Architecture invariants.

• Next.js 16 App Router. @supabase/ssr used only for the auth flow; data access bypasses the supabase client and goes through pg with a per-tenant Postgres role that does not bypass RLS. auth.uid() resolves via a request.jwt.claim.sub setting applied per transaction by a withUser() helper.
• Postgres RLS is the isolation mechanism: every user-owned table carries user_id with an auth.uid() = user_id policy, no service-role bypass. Generalises the single-then-multi-user pattern from the Learning Platform to N family-sized users.
• Invite-only by design: no sign-up UI, signup disabled at the auth-substrate layer too; users provisioned via the gotrue admin API.
• Ingest auth kept simpler than a JWT exchange: the daemon sends a 32-byte random hex bearer token; the server compares its SHA-256 against the stored hash. Tokens rotatable/revocable from Settings, optional per-user IP allow-list in middleware, every ingest call audited to api_audit_log.

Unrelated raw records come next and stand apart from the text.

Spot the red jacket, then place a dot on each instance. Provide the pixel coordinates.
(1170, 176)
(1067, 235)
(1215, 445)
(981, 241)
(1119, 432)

Sections in v1. Today (calendar + Open-Meteo weather), Breaking (unread items flagged by the curator-agent classifier), Feed (topic-filterable, pinned-first, three sort modes), Watchlist (unwatched podcasts + YouTube), Source Approvals (feed-source proposal queue), Todo (Google Tasks round-trip), Health (Garmin daily aggregates — sleep, weight trend, training-load TSB). Per-user collapsed state persisted in user_settings.

Deployment. Tenant on the application platform (see Keystone) — full-substrate (DB + per-tenant gotrue), assigned port and UID. CI runs two web builds per push (prod/test differ on the gotrue host, inlined into NEXT_PUBLIC_* at build time); one migrator image, idempotent SQL ladder on both environments, single manual gate at prod-migrate.

Where it sits. First multi-user app on the platform, generalising the RLS pattern from the Learning Platform’s single-user shape to N family-grade invitees. Roster scoped and built; I sat as product owner.